Remembering T. Lindsey Baker
When the email from the West Texas Historical Society popped up in my inbox at 3:21 p.m. Friday, the subject line said only, “T. Lindsey Baker.”
Email like this seldom brings good news. “Maybe he’s getting some kind of honor or has another book out,” I hoped.
But I knew it wouldn’t be that.
Dr. Baker—the 79-year-old author of 21 solid Texas books focusing on the state’s history and culture—died Thursday in Flagstaff, Arizona. He had many friends and acquaintances, and I’m one of them.
The email came from writer-historian-newspaper publisher Barbara Brannon of Spur. She’s president of WTHA this year.
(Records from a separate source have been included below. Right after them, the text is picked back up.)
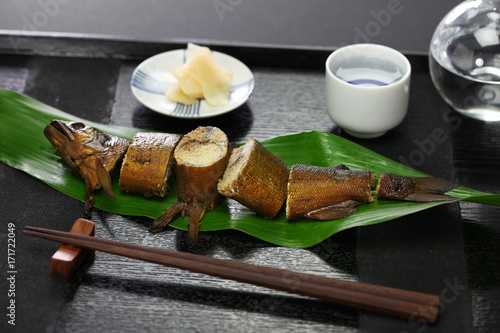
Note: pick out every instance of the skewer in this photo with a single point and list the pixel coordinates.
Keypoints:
(390, 301)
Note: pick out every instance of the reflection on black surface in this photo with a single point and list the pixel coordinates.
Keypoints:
(236, 124)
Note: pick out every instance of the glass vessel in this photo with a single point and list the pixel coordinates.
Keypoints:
(464, 59)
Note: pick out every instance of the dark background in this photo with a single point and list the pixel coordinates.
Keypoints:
(80, 59)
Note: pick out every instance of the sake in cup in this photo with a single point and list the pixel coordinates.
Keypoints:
(367, 89)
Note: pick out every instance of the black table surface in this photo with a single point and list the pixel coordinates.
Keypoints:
(450, 250)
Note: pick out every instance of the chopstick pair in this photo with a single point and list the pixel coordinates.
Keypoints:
(390, 301)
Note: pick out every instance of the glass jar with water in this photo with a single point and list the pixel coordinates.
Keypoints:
(464, 59)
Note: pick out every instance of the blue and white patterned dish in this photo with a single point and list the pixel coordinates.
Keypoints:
(152, 77)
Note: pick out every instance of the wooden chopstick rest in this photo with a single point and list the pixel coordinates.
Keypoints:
(67, 259)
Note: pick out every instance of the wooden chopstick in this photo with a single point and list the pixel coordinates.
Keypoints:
(390, 301)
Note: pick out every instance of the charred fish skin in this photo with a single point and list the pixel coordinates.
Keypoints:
(93, 154)
(417, 189)
(201, 158)
(148, 165)
(256, 178)
(326, 193)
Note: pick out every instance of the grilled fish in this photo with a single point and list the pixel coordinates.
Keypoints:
(419, 189)
(201, 158)
(256, 178)
(148, 165)
(91, 153)
(325, 193)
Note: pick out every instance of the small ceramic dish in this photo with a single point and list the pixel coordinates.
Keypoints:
(152, 77)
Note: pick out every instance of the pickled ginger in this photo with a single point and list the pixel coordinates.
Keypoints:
(201, 76)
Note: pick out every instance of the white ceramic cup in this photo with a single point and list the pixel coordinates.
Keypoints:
(367, 89)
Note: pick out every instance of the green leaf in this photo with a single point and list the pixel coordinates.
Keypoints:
(23, 146)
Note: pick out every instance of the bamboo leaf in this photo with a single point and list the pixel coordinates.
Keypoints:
(23, 146)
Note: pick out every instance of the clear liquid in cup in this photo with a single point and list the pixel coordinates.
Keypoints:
(368, 71)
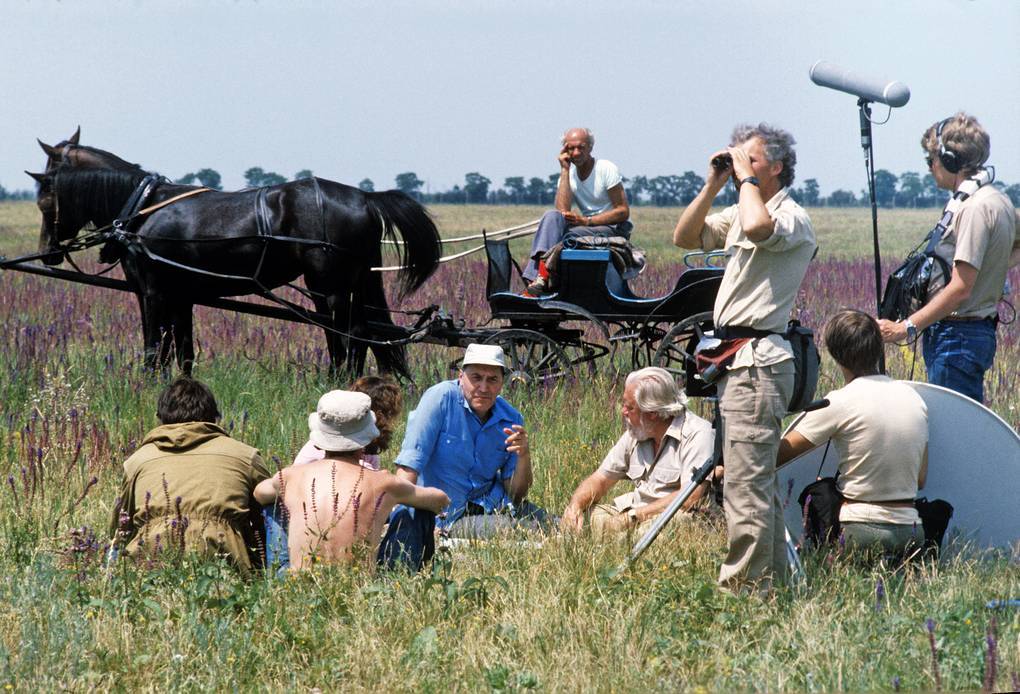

First news of his death did not come with any details of what happened to him.
But I know what he’d been up to, and there’s a lesson in it for all of us: He was doing something he loved.
More specifically, as owner of a fire engine red 1930 Model A, he was a member of the caravan organized as part of the 100th anniversary celebration of the storied roadway formally known as Route 66 and affectionately known as the Mother Road. This would have been Baker’s fourth drive-through of the old highway.
Two of Baker’s books deal with Route 66: Portrait of Route 66: Images from the Curt Teich Postcard Archives (2016) and Eating Up Route 66: Foodways on America’s Mother Road (2002)
The caravan, maybe a record-length parade, left Santa Monica, California on June 6 and is scheduled to reach Chicago on June 25. Baker’s death will probably alter the schedule.
I don’t remember offhand the first time I met him—probably when I was covering an annual meeting of the Texas State Historical association back in the 1980s—but I certainly remember the last time.
I was in Amarillo a year ago this month attending the Western Writers of America annual convention. Beverly and I sat in on a presentation Baker gave on good eats along the stretch of asphalt extending from Illinois to California.
It was an interesting, funny talk as was every talk of his I ever attended.
After his presentation, I visited with him a bit and asked a favor: Would he take a look at the manuscript of my then forthcoming book, “I’ll Take the Chicken Fried Steak.” And if he liked it, would he write a blurb for the back cover?
“Oh, what a fun idea!” he gushed. “I’d be happy to.”
Not that he did so in a hurry. But he did email me a blurb, and it’s on the back cover of my book.
The last time I heard from him was October 18 when he emailed me his snail mail address so I could send him a copy of the book. He told me he’d just gotten home from his third pilgrimage along the mixture of original portions and modern roadways that trace the path of old 66.
“Yesterday I returned by Amtrak from Los Angeles and a 2,500-mile trip down the historic pavement of old Highway 66 from Chicago,” he said in his email. “It was a three-week sojourn with seven other 1928-1931 Ford Model A cars and drivers who converged on the Windy City on the 22nd of September. What an enjoyable time we had!”
I am sure that Baker had moments in his life when he wasn’t able to laugh and smile, but I never saw him when he didn’t seem like the happiest guy in Texas or anywhere else.
Recently retired as a Tarleton State University history professor, and former director of the W.K. Gordon Museum and Research Center for Industrial History of Texas (located at the ghost town of Turber) Baker got his kicks on Route 66 and just about anything else in life.



When T. Lindsey was director of something at the museum in Canyon I was editor of the town's paper, and we became associates. He was remarkably persuasive as well as knowledgeable. He got the museum to let him literally, meaning really, build a sod house as it would have been constructed and furnished in 1907. He wanted to actually bust out the sod on completely virgin land on the WTSU Nance Ranch. He did. Boy Scouts helped him. He built the one-room house of sod. Then, T. Lindsey being who he was, he wanted to live in it. He talked me into spending the weekend one February with him. I've never been treated so warmly and been so freaking cold in all my life before or since.
Thank you, Mike. I still use his “Ghost Towns of Texas” whenever I go ramblin’.